After staking out a session low of $13.75 in morning trade, November natural gas futures steadily climbed for the remainder of the session Tuesday, hitting a high of $14.24 before closing at $14.224, up 20.7 cents on the day.

While shut-ins in the Gulf of Mexico from Hurricane Rita continue to decline, concerns on winter gas supply adequacy remain.

“I think as far as the bad news is concerned, we are finally over the hump,” said Ed Kennedy of Commercial Brokerage Corp. in Miami. “Shut-in figures are down to 72%, the Henry Hub is coming back up on Wednesday and the force majeure is over. Each day you are going to hear about this rig coming back online and that pipeline building pressure. The question now is how much gas are we going to lose through the winter.

“We know that after Katrina we lost 2 Bcf for the winter, so the question is — are we going to add to that? That is the million dollar question right now.”

As for the storage situation, Kennedy said he expects the report on Thursday for the week ended Sept. 30 to be pretty “anemic” because it covers the week after Rita hit. “We are going to inject some from the West Region and there will likely be some from the Producing Region from the Permian Basin and Oklahoma area, but it should be fairly anemic.”

Despite what is expected to be a fairly small injection this week, the broker said he’s not too worried because the biggest users of storage are the utilities. “Once that gas starts flowing, price isn’t going to be an issue,” he said. “The reliability of supply is the mantra. We are heading out of the darkness from the woods and pretty soon we are going to start seeing some light on this whole situation.”

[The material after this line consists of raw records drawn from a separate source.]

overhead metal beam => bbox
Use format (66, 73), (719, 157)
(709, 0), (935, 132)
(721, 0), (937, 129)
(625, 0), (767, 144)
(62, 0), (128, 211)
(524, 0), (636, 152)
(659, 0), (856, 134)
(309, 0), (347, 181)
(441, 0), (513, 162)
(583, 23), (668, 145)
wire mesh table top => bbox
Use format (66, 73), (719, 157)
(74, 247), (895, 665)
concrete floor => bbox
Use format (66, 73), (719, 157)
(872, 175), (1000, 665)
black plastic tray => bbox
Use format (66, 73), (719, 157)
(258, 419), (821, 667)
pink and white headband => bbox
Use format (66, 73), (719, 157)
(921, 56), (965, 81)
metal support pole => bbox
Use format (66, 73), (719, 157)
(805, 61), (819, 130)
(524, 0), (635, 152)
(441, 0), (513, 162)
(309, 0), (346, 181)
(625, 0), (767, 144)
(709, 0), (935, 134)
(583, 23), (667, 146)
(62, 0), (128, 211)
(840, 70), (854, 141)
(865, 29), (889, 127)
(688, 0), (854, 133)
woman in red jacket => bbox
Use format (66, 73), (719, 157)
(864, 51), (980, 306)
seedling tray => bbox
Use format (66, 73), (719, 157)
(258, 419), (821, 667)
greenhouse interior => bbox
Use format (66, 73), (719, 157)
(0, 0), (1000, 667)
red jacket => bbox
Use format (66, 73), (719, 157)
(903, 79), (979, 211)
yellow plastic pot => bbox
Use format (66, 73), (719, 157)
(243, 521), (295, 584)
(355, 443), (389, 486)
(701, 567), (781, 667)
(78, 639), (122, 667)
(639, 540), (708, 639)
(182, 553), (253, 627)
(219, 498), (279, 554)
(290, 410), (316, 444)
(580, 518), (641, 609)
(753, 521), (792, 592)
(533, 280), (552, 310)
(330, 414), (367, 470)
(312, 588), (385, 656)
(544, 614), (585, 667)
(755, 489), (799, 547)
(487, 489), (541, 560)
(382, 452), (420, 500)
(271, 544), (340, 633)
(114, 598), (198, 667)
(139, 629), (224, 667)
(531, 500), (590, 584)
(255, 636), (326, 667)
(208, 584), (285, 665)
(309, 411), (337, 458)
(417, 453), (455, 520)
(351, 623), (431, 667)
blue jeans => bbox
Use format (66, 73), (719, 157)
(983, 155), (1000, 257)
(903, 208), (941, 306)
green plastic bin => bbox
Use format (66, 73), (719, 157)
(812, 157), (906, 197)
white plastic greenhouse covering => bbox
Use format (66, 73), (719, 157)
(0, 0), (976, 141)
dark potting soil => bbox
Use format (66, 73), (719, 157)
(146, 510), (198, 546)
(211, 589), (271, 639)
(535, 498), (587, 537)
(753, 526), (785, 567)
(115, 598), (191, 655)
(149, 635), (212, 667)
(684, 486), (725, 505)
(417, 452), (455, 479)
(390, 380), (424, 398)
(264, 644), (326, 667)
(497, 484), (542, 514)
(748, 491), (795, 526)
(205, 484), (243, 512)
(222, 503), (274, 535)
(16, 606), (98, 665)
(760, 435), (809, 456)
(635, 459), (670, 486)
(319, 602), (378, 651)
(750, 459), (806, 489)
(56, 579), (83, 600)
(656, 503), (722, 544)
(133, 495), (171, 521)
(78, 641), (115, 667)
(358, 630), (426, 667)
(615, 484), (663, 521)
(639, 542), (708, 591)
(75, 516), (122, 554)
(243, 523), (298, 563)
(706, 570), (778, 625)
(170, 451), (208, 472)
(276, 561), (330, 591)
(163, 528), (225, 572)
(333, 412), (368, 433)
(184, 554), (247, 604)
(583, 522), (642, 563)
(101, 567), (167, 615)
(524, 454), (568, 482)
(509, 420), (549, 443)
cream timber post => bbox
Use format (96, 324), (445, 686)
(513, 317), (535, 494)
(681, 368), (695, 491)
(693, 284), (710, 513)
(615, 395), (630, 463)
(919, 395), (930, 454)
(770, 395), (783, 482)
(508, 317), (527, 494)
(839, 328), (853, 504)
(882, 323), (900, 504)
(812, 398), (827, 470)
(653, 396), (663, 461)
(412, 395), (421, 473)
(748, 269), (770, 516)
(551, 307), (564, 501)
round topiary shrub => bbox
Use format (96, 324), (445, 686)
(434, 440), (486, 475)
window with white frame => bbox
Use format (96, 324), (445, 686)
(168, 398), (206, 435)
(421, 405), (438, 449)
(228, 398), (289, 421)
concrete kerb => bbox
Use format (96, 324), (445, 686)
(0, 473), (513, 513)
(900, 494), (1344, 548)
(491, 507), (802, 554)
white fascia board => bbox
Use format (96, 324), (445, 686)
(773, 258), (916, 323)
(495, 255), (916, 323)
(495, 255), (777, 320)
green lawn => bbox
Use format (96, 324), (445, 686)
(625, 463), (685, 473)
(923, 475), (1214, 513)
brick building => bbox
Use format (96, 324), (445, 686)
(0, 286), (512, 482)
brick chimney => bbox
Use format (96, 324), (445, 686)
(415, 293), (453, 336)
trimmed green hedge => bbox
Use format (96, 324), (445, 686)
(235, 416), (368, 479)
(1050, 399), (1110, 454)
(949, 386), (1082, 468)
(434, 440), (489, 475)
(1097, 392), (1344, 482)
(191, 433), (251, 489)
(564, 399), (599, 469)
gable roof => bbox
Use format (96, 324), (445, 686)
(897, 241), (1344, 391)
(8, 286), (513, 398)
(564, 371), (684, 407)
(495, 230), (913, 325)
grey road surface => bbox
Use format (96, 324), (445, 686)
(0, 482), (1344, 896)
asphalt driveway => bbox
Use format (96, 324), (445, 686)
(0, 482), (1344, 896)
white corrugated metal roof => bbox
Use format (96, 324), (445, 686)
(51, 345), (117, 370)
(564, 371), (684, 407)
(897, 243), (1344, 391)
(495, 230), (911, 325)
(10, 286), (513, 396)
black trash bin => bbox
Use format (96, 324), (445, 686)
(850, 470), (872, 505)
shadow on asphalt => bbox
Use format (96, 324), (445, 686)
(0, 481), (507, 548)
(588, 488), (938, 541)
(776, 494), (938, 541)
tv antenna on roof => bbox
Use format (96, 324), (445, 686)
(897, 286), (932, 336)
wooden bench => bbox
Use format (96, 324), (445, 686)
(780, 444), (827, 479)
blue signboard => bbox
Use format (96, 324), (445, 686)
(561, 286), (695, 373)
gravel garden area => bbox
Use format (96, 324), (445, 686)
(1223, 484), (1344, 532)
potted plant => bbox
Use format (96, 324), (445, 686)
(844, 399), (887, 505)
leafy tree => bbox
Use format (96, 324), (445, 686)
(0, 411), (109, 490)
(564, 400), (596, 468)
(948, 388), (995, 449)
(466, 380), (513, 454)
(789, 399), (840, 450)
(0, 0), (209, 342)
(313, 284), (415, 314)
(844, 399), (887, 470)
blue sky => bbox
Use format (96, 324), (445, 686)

Kennedy said Tuesday’s 20-cent bump was technical buying by funds. “It was a small push. It didn’t need to be large because the market was quiet,” he said. “The trade [producers and end-users] doesn’t know what to do with it. You can’t say buy or sell if you don’t know what it is worth. If we lose any more gas for the winter, we could have a problem if there is a colder than normal winter. The key term is ‘could,’ because there is a big unknown there.”

As winter demand for residential heating picks up, intense competition for natural gas may emerge from a sector that had been largely discounted. “[Monday’s] soaring ISM (Instititute of Supply Managers) manufacturing number seems to suggest demand for natural gas will be high,” said Phil Flynn, a broker at Alaron in Chicago. On Monday the ISM reported the September index at 59.4%, way ahead of market expectations of 52%. The index is a survey of purchasing managers, and a reading above 50% is an indication of an expanding economy and economic growth.

“Many manufacturers with contracts will be sent scurrying for supply and this could lead to tightness in other products. This comes at a time when the U.S. government is warning Americans that our heating bills will be 70% higher this year,” noted Flynn. Currently Gulf of Mexico gas production is at almost 30% of normal and potential competition for supply looms. “The lack of progress on the natural gas front is leaving traders to guess just what the end game will be this winter,” said Flynn.

Some traders are guessing that the market stays about where it is for the short term. “It’s hard to say if the market is at a near-term top. The fact that it held above $14 in the November contract Monday is encouraging even though the oil sector retreated. That indicates a firm market,” said Marshal Steeves, analyst with Refco in New York.

He added that improvements have been small in getting Gulf gas production online, and “I don’t see the market retreating until that number improves. Perhaps in the next couple of weeks, the pre-Rita production levels can be reached,” he suggested.